本開示は、リチウムイオン二次電池用正極の製造方法に関する。
特開平6−196169号公報(特許文献1)は、発泡アルミニウム(Al)に、スラリーを含浸することにより、リチウムイオン二次電池用正極(以下単に「正極」と記される場合がある)を製造することを開示している。
特開平6−196169号公報
正極の集電体としてAl箔が普及している。典型的には、Al箔の表面に、スラリーが塗布され、乾燥されることにより、正極が製造される。スラリーは、溶媒中に正極合材が分散した粒子分散液である。スラリーは、正極活物質、導電材、結着材および溶媒等が混合されることにより調製される。

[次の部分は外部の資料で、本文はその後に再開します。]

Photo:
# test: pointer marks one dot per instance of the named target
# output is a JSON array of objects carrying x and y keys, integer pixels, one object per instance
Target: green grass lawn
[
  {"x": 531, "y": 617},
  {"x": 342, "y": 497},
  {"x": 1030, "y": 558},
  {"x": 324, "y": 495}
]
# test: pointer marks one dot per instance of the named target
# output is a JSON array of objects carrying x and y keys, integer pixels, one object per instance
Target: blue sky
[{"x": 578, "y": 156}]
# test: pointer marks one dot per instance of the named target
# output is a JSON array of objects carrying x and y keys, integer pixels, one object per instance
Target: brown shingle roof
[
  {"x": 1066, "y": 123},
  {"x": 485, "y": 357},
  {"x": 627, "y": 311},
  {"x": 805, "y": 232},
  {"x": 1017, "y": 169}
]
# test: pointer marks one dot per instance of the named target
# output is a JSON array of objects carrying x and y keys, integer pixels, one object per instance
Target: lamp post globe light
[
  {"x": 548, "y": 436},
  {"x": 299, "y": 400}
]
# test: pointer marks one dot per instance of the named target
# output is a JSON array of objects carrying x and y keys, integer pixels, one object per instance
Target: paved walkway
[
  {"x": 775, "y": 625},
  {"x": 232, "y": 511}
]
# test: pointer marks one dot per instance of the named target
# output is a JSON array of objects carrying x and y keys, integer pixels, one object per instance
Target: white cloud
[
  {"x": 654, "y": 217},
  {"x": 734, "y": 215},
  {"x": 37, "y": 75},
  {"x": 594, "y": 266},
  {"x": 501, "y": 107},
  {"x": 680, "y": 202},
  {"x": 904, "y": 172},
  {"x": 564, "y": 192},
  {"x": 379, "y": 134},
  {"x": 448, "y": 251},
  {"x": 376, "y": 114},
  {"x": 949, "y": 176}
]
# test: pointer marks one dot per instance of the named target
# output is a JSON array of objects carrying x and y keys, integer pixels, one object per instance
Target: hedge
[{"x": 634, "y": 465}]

集電体として、発泡Alのような多孔質Al基材も提案されている(特許文献1を参照のこと)。ただし多孔質Al基材の普及は進んでいない。電池のエネルギー密度を高めることが困難なためである。すなわち多孔質Al基材への含浸性を確保するためには、スラリーの粘度が、ある程度低い必要がある。そのためスラリーの固形分比率が必然的に低くなる。固形分比率は、溶媒以外の成分(すなわち正極合材)の質量比率を示す。スラリーの固形分比率が低いため、多孔質Al基材に正極合材を密に充填することが困難である。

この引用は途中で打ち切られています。